# Java gleich in Maschinensprache übersetzen?



## Djon (29. Nov 2004)

Hallo!!!

Ich habe hier mal kurz nachgedacht, und konnte nichts feststellen was gegen ein Javaprogramm in Maschinensprache sprechen würde.  Wieso gibt es keinen Compiler, der Javacode gleich, wie z.B. in C oder anderen Hochsprachen in die Maschinensprache übersetzt? Ich verstehe natürlich, dass der Javacode auf beliebigen Plattformen ausführbar sein sollte, doch wenn ich davon ausgehe, dass ich mein Programm nur auf x86 - Architektur ausgeführt wird, spricht doch nichts gegen oder?  Oder ist es aus irgendwelchen tiefverborgenen technischen Gründen nicht machtbar?

mfg Djon


----------



## DesertFox (29. Nov 2004)

Ähhm meinst du sowas wie umformung in exe dateien, also die native übersetzung?
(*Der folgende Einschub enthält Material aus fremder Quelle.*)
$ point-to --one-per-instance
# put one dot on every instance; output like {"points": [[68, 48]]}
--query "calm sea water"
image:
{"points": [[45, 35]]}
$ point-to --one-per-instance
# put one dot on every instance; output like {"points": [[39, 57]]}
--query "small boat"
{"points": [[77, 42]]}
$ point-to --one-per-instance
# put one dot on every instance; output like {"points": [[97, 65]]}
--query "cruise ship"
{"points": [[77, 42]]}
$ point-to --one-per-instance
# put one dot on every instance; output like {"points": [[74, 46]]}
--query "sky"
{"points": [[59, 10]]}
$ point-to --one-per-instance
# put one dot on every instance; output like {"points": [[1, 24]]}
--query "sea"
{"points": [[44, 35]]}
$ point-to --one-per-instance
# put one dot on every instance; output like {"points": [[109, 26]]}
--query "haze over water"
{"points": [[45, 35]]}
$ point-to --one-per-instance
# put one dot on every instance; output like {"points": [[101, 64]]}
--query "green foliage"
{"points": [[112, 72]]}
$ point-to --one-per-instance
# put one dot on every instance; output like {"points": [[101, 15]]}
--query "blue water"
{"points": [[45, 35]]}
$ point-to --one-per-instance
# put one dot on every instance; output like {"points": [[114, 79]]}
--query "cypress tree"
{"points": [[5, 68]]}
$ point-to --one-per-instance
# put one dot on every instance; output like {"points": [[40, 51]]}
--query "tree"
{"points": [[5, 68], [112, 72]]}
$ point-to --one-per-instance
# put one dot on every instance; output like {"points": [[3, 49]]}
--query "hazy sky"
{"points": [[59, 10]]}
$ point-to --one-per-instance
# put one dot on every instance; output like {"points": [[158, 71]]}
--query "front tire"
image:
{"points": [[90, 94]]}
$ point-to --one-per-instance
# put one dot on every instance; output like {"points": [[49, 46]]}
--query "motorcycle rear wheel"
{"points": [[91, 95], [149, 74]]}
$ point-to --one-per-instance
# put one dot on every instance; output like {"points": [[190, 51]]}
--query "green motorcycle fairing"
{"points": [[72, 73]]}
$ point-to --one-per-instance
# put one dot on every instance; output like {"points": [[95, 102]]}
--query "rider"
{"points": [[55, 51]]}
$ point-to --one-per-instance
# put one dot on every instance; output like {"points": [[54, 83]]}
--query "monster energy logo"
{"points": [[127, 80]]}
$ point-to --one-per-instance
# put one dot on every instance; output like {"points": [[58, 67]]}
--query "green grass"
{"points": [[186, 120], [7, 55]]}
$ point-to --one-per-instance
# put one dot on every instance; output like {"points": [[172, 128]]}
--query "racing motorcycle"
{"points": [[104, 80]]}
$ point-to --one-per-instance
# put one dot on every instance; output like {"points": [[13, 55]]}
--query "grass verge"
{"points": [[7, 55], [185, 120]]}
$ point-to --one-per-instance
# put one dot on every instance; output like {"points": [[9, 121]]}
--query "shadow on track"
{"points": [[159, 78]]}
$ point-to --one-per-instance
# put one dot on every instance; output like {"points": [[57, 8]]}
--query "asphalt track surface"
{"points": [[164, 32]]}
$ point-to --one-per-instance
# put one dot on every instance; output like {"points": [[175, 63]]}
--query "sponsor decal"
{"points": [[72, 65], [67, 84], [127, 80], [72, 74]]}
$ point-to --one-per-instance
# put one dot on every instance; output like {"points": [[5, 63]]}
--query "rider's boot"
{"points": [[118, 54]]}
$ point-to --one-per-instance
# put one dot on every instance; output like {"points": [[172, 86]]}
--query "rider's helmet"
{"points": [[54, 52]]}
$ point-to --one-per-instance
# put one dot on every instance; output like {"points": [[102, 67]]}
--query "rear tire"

Das gibt es, aber dann verliert man die Plattformunabhängigkeit: http://www.java-forum.org/de/viewtopic.php?t=1525


----------



## bygones (29. Nov 2004)

nein ich denke er will noch einen Schritt weiter gehen. Das erstellen von exe datein ist meist nur das erstellen eines Wrappers der ein jar aufruft


----------



## Bleiglanz (29. Nov 2004)

Class.forName("ich.komm.aus.dem.Internet.von.Irgendwoher";

dann mit reflection

method.invoke(...)

=> sowas wird man nie mit einem native Compiler erledigen können


----------



## Djon (29. Nov 2004)

also meine Frage war es, ob man .java-Dateien gleich in die "richtige" Maschienensprache, wie z.B. bei Assembler übersetzen kann. Also wenn ich dann anschliessend die .exe-Datei starte, brauche ich für die Ausführung nicht unbedingt die VM. Ist es möglich?

mfg Djon


----------



## DTR (29. Nov 2004)

Es ist eingeschränkt möglich. Ich habe mal von einem Compiler gelesen der dir direckt Maschienencode erzeugt. Aber wie schon oben angemerkt verlierst du dabei etwas an Javafunktionalität. Leider habe ich den Namen des Compilers vergessen.


----------



## Djon (29. Nov 2004)

ja, das ist mir vollkommen klar. Ich brauch wie gesagt den Compiler nur für meine eigenen Programme, die ich zu hause für mich selber schreibe. Wenn dir der Name wieder einfällt, dann melde dich bitte!

mfg Djon


----------



## bygones (29. Nov 2004)

schreibs doch dann in C oder C++ !


----------



## Djon (29. Nov 2004)

naja, in C oder C++ bin ich noch nicht mächtig, kommt erst im nächsten Semester 

mfg Djon


----------



## Roar (29. Nov 2004)

ich glaub ihr meint den hier; http://www.excelsior-usa.com/jet.html
aber: ichversteh nicht wozu da sgut sein soll. ich seh keinen vorteil...
ob das soviel schneller sein soll...


----------



## Bleiglanz (30. Nov 2004)

wenn du linux hast, dann probier doch einfach mal den gcj, der ist eh mit dabei

witzig ist auch der versuch, SWT nochmal native zu übersetzen:

http://www.thisiscool.com/gcc_mingw.htm


----------



## dark_red (30. Nov 2004)

wobei ausführbare datien mit gcj langsamer sind, als wenn man das selbe in der vm ausführt. dafür spart es etwas ram


----------



## 0xdeadbeef (24. Dez 2004)

Ich denke mal, der große Vorteil eines Exe-Compilers wäre die Möglichkeit der Distribution an Computer-Dummies. Eine Exe kann jeder Dödel ausführen. Wenn man aber erst erklären muß, daß man eine JVM braucht oder Webstart installiert haben muß, winken viele Leute schon dankbar ab.


----------



## Roar (24. Dez 2004)

0xdeadbeef hat gesagt.:
			
		

> Ich denke mal, der große Vorteil eines Exe-Compilers wäre die Möglichkeit der Distribution an Computer-Dummies. Eine Exe kann jeder Dödel ausführen. Wenn man abdr erst erklären muß, daß man eine JVM braucht oder Webstart installiert haben muß, winken viele Leute schon dankbar ab.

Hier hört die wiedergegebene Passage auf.